Keep reading to learn how to make PR benefit the sales funnel in a few easy steps.

Phase 1: Cast a wide net

The power of content is one of the most widely used ways to attract potential buyers’ initial interest. But content is only successful if it is where the customers go to find information. That may be a trusted

publication or online forum, but increasingly, it is on social media platforms, especially for B2B industries.

Content must be relevant and reach your buyers at critical points in their journey, or where they have already invested time engaging. Learning your target audience’s buying habits and path-to-purchase trends is the best way to create content that will resonate with them. The word often used for the top part of the sales funnel is “awareness” because improving visibility will help drive demand and capture leads.

To bring attention and awareness to your brand, it is important to ensure that the content being pushed is informative, educational, and unique. This can be done by using content such as blogs, e-books, YouTube videos, seminars, and other forms of content that allows your company’s message to reach the right people. Done correctly, public relations will ensure that the value of the brand and its solutions to everyday problems are emphasized instead of problematic products or services.

Phase 2: Harness the interest

Once potential buyers are aware of a company and how their products or services can potentially solve a problem they are having, they move to the second phase of the sales funnel: “Interest.” Although the buyer has expressed interest, they may still be hesitant to purchase. The goal at this stage is to nurture the relationship and determine how to turn their hesitation into a purchase.

Often, this phase can become overtly sales-focused, potentially making prospects shy away from becoming customers. Using proven public relations tactics, such as email campaigns, social media, or blog posts, you can reach interested buyers to illustrate how your business can directly help them by solving their problems. By nurturing potential buyers with more relevant information on your business, you have a better chance of moving them into the next phase of the funnel: “Desire.”

Phase 3: Show them the way

At the “desire” stage of the funnel, the potential customer is considering making a purchase. To move buyers from considering to committed, help them experience what it would be like as a customer. Make it clear what their return on investment would entail and offer any incentives or trials that help accelerate a purchase.

During the desire stage, personal touchpoints can go a long way to help companies stand apart when operating in commoditized industries and help smaller prospects feel like important businesses. By aligning your sales funnel with customer service and support, you can make your prospects feel important. Additionally, in this stage, higher-value public relations content helps create desire and includes testimonials, case studies, live demos, industry analyst reports, customer service/support, and product comparisons that help move them from desire to action.

Phase 4: Take action

The fourth phase is called “action” for a reason. This is where you’ve earned the opportunity to close a deal and turn a prospect into a customer.

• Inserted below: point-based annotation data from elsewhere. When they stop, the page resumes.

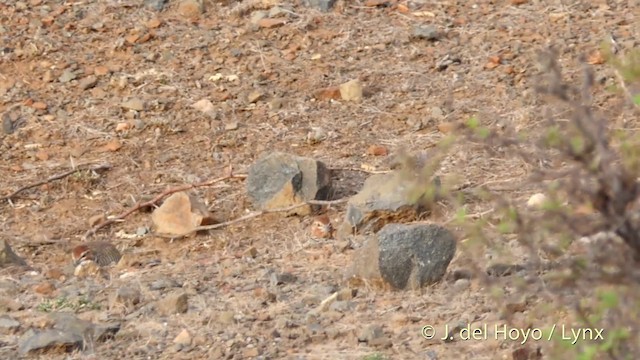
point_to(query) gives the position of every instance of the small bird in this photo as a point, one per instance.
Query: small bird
(101, 252)
(321, 227)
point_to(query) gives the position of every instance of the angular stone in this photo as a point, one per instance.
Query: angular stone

Make sure your customer has everything they need to succeed from the start. From a public relations standpoint, you can send follow-up onboarding email campaigns, product/service training webinars, or customer success tips. Ongoing customer communications — such as newsletters and surveys — are important elements that help reinforce to your new customers that they made the right decision.

And don’t forget the power of personal touchpoints, whether it’s an in-person meeting or a video conversation.

PR is so powerful because it is a multi-faceted approach that fuels sales funnels. It should not stop once you’ve gained traction.

Companies should turn to PR at every stage of their business, especially during the buyer’s journey, to make their organizations stand out from the competition vying for the same attention. Doing so will fill the sales funnel, increase leads, and drive new customer relationships.